Se isto continuar, o conselho vai pedir a reversão das novas políticas. Ludovica levantou-se. —Prefere que voltemos à cultura onde ninguém assumia consequências por maltratar um cliente? —Prefiro que a empresa não dependa de saber se alguém sente a mudança ou se a representa — respondeu Ferretti com secura.
— Os protocolos existem porque os sentimentos falham. —Protocolos sem consciência são exatamente o que nos trouxe até aqui, Ernesto. Ferretti olhou-a por um longo momento sem responder. Depois pegou no jornal e saiu, deixando a porta aberta.
Nessa tarde, Chiara chegou com uma notícia inquietante. —Senhora Ferrante, alguém filtraram informação interna a um portal de notícias. Publicaram que as reformas estão a causar uma fuga de talento e que vários diretores as consideram um fracasso. —Fuga de talento?
Isso é falso. A rotacão baixou desde que começámos. —Eu sei. Mas a notícia cita fontes internas anónimas.
Alguém está a falar com a imprensa. —Tens ideia de quem possa ter sido? —Não tenho a certeza. Mas a notícia saiu um dia depois da reunião onde o senhor Ferretti questionou os números.
—Não acuses sem provas, Chiara. —Não estou a acusar. Só estou a dizer o que vi. Ludovica pegou no telefone e ligou a Matteo.
—Alguém está a filtrar informações falsas para a imprensa. Precisamos de responder com dados reais, não com acusações. Essa noite, a Sereníssima publicou um comunicado com as cifras reais de rotacão, queixas e clima laboral. O portal foi obrigado a corrigir a notícia no dia seguinte.
Ferretti nunca foi apontado diretamente, mas depois desse episódio, deixou de questionar as reformas em público. Seis meses depois, num centro de convenções em Veneza, a Sereníssima recebia um prémio do Ministério dos Transportes pelo seu compromisso social e liderança humana.
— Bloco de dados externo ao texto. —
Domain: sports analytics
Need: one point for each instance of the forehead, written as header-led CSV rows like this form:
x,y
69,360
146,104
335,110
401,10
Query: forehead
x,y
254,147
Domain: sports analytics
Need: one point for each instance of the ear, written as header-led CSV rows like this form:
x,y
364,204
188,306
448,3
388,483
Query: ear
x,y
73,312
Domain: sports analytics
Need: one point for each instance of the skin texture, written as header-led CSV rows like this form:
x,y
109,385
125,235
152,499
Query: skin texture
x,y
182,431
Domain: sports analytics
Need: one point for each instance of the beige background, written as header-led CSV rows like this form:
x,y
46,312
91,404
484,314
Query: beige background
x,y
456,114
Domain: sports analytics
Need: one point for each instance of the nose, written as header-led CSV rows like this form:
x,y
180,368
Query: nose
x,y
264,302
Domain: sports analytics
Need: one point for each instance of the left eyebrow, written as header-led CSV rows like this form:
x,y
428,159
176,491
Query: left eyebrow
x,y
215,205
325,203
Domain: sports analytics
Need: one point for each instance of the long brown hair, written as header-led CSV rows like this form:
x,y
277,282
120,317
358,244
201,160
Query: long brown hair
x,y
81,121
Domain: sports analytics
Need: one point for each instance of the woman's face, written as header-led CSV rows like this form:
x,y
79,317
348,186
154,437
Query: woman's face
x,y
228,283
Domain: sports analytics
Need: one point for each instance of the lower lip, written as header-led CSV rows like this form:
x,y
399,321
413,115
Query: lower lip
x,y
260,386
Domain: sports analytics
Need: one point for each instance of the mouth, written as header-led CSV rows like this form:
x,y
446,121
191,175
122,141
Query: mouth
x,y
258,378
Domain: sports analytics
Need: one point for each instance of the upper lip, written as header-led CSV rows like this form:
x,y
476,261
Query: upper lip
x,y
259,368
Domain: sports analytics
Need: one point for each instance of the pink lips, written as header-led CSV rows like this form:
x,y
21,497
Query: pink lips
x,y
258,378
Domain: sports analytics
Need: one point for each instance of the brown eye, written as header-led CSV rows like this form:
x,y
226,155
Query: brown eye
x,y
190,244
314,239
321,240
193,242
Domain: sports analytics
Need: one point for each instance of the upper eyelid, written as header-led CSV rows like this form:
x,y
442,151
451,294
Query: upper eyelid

A multidão aplaudia enquanto Ludovica subia ao palco. —Tudo começou com um erro, muito doloroso.
Fui julgada pela minha aparência, por não encaixar nas expectativas dos outros. Mas esse erro mostrou-me algo claro: a mudança não começa nos manuais, começa no coração. Olhou para o público onde Matteo a observava com orgulho. —Hoje dedico este reconhecimento a cada pessoa que alguma vez foi ignorada, subestimada ou tratada como se não pertencesse.
Porque todos merecemos um lugar. Todos merecemos respeito. Os aplausos explodiram. Entre o público, Serena Bellini pôs-se de pé com um ramo de flores.
Ludovica, ao vê-la, sorriu. No fim, Serena aproximou-se. —Não vim roubar o protagonismo — disse com a voz trémula. — Só queria agradecer por não me ter fechado a porta.
Estou a trabalhar numa fundação que ensina tratamento inclusivo nas empresas. Se me permite, quero dedicá-la à Sereníssima. Ludovica abraçou-a. —É exatamente o que esperava ouvir um dia.
Estou orgulhosa de ti, Serena. Matteo aproximou-se e, ao vê-las juntas, comentou em voz baixa:
—Olha o que conseguiste. Não mudaste apenas uma empresa. Mudaste almas.
—Não o fiz sozinha. Todos ajudaram. Enquanto o carro se afastava do centro de convenções, sob um céu limpo sobre Veneza, Ludovica apoiou a cabeça no vidro. —Achas que aprendemos?
— perguntou ela. —Aprendemos que o respeito não custa nada, mas a sua ausência destrói tudo. —E que — acrescentou ela, — o voo mais importante não é o que nos leva longe. É o que nos ensina quem somos.
Matteo sorriu e acelerou em direção a casa. Lá atrás, um avião da Sereníssima levantava voo no horizonte. Ludovica olhou para ele e murmurou para si mesma:
—Voa alto.
Mas nunca te esqueças de onde descolaste.